You could restrict your price increase to keep your turnover under £85,000, but if your purchase costs are increasing this will cut your profit margins. Alternatively, you could perhaps restrict your sales by taking longer holidays, if you can afford it.

Another idea is to hive off a part of your business into a separate legal entity, so that each new business has turnover under £85,000. However, this must not be an ‘artificial’ split.

The two businesses should have a bank account each, keep separate business records and file separate tax returns. Ideally, the businesses should provide different services or goods to separate groups of customers. There must be separate contracts with any common suppliers.

Many businesses, may wish to register for VAT earlier than needed. Early registration allows you to claim back VAT on your start-up expenses. You can reclaim VAT on services used within the six months before your VAT registration date, and on goods acquired within four years before that date (if they are still held at the date of registration). The VAT paid on an expensive shop refit could be lost if you delay VAT registration for too long.

However, it’s a balancing act – if you register earlier than required, you must account for VAT on sales made after your registration date that could otherwise have been VAT-free.

You can’t change the VAT registration date requested once you’ve applied to register. It’s very important to plan your VAT registration, to ensure the registration date falls at the optimum time for your business.

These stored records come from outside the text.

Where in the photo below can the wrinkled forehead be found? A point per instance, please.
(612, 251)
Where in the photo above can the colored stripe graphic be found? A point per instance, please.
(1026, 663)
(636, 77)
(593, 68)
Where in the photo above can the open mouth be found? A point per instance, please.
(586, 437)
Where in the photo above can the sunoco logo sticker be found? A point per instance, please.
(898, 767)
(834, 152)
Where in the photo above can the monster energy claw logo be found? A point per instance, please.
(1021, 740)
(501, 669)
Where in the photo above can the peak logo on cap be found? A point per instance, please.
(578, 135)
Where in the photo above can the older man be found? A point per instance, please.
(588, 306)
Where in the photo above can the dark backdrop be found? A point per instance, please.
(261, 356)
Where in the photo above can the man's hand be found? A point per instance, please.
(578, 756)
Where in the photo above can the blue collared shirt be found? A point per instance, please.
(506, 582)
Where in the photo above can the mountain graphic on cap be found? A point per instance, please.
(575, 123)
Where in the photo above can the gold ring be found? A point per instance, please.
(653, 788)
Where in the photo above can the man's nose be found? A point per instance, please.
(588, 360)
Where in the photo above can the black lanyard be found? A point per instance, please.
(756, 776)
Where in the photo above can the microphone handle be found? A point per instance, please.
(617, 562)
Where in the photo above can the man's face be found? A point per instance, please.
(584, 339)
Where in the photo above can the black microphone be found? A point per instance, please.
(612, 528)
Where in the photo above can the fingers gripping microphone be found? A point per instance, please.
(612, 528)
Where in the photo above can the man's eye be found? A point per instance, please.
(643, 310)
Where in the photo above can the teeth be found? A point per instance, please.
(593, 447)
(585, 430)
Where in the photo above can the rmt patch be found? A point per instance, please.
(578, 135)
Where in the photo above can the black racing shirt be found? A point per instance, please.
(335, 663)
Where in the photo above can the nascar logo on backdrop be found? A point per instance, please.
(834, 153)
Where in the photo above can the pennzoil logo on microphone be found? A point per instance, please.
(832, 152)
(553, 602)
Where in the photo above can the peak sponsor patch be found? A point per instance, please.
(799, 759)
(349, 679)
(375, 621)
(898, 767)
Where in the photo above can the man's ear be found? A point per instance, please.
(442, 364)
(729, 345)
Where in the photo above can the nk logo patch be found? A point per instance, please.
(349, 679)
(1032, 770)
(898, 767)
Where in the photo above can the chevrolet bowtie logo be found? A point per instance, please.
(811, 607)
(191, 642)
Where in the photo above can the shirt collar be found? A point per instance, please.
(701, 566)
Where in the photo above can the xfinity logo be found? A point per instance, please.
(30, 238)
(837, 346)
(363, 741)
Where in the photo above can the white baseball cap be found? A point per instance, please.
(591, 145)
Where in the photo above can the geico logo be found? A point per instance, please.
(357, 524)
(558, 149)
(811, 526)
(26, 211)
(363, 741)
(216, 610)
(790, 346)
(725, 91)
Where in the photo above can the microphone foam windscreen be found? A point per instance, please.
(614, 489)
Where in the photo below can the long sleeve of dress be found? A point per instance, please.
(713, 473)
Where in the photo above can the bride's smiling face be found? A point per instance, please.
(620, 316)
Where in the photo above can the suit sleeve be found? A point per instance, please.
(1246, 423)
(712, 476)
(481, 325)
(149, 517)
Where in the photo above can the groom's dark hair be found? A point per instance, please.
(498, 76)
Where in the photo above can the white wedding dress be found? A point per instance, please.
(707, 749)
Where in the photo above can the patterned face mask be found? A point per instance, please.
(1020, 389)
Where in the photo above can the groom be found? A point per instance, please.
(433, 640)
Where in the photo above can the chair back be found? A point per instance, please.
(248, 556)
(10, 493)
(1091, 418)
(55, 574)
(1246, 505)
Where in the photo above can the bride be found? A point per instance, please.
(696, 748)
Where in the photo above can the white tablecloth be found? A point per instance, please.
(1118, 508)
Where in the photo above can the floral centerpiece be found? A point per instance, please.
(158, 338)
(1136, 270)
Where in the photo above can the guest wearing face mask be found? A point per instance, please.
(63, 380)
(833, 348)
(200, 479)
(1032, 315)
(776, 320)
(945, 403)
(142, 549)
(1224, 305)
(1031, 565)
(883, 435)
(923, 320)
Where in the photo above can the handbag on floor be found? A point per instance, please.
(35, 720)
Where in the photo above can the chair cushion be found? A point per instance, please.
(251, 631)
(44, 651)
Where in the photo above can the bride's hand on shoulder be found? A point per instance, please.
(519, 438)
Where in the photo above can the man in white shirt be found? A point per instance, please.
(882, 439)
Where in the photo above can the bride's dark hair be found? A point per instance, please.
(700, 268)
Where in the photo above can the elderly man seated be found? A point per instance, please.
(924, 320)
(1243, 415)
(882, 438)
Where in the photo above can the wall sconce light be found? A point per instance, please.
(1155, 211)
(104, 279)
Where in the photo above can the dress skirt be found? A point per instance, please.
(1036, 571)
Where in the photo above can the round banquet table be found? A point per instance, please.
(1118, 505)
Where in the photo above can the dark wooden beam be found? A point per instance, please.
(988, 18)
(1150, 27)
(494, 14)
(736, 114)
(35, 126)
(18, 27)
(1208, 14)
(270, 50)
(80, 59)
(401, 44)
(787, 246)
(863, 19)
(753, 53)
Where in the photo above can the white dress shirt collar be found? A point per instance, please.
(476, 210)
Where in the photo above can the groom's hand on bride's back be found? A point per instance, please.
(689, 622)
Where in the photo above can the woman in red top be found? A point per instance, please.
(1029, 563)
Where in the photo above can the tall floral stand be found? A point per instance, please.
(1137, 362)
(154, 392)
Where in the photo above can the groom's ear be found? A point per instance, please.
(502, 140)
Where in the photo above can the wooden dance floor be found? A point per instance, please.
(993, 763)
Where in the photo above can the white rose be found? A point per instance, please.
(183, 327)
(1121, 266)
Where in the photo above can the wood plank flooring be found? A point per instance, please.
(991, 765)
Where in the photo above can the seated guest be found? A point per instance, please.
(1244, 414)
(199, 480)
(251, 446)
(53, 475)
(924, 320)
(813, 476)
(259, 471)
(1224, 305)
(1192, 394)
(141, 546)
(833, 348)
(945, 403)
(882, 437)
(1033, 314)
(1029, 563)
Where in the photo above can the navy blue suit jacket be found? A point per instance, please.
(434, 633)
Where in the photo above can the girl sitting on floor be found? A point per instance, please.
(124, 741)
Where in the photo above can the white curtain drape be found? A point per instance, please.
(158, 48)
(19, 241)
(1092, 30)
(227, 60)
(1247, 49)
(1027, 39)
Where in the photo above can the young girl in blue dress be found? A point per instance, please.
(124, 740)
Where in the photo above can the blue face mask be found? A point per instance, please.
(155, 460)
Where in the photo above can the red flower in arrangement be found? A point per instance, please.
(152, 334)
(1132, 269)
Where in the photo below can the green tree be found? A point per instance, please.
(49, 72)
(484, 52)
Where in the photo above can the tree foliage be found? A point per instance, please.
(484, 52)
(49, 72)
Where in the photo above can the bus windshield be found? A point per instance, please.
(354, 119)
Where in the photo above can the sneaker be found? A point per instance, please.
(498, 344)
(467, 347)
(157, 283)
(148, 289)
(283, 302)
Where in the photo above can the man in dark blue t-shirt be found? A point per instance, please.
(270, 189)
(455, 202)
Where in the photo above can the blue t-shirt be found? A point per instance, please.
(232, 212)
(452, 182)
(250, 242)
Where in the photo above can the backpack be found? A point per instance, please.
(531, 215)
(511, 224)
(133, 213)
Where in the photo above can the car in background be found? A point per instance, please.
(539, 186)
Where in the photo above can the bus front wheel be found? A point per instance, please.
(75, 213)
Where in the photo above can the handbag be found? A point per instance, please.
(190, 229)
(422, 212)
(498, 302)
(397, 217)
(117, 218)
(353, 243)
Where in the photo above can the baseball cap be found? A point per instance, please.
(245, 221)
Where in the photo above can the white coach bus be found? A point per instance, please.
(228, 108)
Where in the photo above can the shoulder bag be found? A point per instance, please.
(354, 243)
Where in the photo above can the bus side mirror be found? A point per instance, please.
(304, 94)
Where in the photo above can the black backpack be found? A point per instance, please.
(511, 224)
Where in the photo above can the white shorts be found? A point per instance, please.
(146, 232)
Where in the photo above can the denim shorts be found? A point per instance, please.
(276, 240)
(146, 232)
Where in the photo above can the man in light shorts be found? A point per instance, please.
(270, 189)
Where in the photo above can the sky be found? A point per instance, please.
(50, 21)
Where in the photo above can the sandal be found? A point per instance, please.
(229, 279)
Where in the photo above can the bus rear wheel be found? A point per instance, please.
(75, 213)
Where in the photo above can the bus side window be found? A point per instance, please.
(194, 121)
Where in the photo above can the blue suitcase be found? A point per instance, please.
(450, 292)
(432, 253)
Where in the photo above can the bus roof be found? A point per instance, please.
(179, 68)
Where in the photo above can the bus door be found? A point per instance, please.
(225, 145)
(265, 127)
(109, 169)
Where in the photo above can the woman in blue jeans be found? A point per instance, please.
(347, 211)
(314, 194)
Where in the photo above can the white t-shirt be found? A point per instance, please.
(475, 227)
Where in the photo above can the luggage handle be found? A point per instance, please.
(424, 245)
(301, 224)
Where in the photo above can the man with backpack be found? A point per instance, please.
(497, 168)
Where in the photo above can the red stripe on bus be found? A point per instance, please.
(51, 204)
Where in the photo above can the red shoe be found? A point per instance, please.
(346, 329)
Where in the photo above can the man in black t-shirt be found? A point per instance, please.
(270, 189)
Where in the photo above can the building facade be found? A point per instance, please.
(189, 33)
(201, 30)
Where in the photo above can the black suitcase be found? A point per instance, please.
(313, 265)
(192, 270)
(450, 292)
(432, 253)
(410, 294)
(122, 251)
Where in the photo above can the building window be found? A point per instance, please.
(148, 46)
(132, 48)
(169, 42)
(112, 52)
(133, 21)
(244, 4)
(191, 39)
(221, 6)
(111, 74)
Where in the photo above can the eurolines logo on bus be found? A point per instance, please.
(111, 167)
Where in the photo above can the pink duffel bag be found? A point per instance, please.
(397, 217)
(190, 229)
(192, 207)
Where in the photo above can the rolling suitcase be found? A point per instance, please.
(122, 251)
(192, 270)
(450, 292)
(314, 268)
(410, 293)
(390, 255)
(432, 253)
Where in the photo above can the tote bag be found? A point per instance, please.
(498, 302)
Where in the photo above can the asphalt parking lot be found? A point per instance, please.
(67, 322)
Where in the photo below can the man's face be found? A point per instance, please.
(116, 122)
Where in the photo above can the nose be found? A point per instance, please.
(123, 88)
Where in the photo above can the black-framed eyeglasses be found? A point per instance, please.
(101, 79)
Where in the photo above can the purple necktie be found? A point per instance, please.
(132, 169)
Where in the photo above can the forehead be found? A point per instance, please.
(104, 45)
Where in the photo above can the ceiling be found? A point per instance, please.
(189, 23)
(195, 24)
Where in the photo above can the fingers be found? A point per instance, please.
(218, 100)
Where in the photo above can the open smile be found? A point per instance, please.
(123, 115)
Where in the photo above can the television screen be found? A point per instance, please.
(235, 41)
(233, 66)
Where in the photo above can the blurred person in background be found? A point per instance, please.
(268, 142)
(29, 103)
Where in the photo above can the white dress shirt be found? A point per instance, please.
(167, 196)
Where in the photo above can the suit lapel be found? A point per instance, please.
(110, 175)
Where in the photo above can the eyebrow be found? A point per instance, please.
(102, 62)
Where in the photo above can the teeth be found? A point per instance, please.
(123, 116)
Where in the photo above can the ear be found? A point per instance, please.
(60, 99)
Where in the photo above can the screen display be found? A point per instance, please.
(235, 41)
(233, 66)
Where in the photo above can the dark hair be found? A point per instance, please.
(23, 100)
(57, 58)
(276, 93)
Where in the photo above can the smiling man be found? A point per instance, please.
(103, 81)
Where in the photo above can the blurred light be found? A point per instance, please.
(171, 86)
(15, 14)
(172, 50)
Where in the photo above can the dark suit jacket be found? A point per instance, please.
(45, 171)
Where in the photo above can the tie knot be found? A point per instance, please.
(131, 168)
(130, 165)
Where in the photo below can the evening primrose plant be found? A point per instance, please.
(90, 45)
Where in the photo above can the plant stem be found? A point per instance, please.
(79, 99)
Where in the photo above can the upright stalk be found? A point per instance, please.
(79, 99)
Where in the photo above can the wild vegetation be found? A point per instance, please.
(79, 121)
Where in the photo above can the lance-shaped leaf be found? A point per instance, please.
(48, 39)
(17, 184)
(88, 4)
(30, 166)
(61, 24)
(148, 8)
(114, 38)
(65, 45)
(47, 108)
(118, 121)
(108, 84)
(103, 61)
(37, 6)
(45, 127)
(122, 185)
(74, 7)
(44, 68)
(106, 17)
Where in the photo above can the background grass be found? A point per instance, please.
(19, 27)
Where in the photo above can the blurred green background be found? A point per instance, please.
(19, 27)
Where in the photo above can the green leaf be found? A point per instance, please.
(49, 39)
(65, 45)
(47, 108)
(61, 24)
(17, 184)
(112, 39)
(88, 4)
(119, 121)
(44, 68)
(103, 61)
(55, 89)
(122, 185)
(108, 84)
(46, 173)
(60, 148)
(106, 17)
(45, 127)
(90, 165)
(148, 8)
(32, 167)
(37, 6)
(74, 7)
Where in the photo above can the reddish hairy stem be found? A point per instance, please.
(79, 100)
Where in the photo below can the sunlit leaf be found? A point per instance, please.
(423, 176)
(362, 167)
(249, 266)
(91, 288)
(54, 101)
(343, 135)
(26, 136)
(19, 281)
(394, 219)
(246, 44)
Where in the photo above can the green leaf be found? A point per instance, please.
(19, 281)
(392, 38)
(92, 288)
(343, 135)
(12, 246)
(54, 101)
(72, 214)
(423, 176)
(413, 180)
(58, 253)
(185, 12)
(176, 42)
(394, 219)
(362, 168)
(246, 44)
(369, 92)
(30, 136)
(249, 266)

Businesses that sell digital services (such as eBooks or software) to nonbusiness customers in EU countries are not required to register for VAT in those EU countries, if the total value of their digital sales to other EU countries is less than £8,818, but this threshold only applies while the UK is a member of the EU.

When the UK is no longer treated as a member of the EU, you will need to register for VAT in an EU country if you sell any digital services to non-business customers in EU countries. You will also have to charge the correct rate of VAT on your digital services provided in each EU country where your non-business customers belong.

Action Point!
Check your total sales on a 12-month rolling basis.